Nathan kesal lalu membuang dua kaleng itu ke dalam tempat sampah. Kalau kenapa kau tak membuangnya dan malah menyimpannya di dalam kulkas?

"Entahlah," jawab Kimberly. Mereka kembali terjerat dalam keheningan.

"Kapan ibumu pulang? Ini sudah jam tujuh," ucap Nathan. Ia tak tahan terjebak dalam keheningan bersama Kimberly seperti ini.

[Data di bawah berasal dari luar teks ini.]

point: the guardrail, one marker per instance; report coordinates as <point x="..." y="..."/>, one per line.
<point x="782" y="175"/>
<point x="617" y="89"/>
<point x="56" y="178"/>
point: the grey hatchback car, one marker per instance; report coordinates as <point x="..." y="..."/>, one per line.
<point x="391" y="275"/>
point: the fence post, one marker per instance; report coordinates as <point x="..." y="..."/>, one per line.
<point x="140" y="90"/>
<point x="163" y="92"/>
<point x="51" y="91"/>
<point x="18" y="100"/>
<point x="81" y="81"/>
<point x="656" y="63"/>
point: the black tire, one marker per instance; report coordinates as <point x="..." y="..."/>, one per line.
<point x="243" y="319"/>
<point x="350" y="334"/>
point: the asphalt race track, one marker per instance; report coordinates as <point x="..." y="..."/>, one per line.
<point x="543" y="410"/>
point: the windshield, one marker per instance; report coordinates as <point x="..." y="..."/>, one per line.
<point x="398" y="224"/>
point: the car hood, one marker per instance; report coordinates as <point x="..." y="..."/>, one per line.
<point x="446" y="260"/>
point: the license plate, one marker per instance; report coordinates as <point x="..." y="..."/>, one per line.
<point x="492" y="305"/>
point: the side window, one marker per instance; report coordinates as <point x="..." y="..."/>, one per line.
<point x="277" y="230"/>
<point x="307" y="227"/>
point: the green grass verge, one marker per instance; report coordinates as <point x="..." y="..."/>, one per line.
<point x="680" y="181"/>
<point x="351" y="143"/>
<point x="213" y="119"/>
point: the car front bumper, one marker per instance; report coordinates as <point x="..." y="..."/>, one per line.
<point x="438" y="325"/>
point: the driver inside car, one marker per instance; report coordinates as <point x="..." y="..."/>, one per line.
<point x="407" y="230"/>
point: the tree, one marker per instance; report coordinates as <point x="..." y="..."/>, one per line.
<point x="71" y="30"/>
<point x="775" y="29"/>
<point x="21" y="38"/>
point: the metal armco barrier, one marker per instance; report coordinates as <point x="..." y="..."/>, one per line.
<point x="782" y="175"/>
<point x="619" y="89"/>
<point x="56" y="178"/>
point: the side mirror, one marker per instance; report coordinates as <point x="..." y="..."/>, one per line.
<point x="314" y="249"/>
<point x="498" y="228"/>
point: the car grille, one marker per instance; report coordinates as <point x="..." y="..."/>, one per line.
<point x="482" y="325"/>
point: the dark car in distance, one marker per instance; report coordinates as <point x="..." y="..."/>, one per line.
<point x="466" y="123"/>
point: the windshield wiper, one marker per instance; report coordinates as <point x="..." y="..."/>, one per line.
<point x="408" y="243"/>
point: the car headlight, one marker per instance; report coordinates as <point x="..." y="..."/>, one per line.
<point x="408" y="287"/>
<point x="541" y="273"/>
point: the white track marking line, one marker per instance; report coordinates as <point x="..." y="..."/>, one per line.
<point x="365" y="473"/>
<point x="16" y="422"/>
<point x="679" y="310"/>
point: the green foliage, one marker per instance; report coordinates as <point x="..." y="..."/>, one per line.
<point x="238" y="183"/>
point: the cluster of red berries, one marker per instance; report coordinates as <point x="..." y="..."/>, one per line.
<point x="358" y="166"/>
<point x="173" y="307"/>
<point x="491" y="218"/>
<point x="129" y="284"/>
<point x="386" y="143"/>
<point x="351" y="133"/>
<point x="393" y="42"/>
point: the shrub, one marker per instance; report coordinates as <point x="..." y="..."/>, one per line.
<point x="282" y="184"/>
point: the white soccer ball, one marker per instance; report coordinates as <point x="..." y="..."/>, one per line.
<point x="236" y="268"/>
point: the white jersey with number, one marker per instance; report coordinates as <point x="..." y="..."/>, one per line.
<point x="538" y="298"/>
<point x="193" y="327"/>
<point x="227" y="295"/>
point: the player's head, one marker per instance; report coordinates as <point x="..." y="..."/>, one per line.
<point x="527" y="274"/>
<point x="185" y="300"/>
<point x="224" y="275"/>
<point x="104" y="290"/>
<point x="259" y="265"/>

"Aku juga tak tahu. Kalau kau ingin pulang. Silahkan saja. Aku akan baik-baik saja. Ada banyak tugas yang harus kukerjakan. Sebaiknya kau temui wanita tadi. Dia pasti ketakutan di tengah kebun itu sendiri," kata Kimberly.

"Dia biasa di sana. Tak usah khawatir."

"Aku tak mengkhawatirnya. Tapi kau kan lebih mengenalnya daripada aku. Kenapa kau malah khawatir padaku daripada dia?"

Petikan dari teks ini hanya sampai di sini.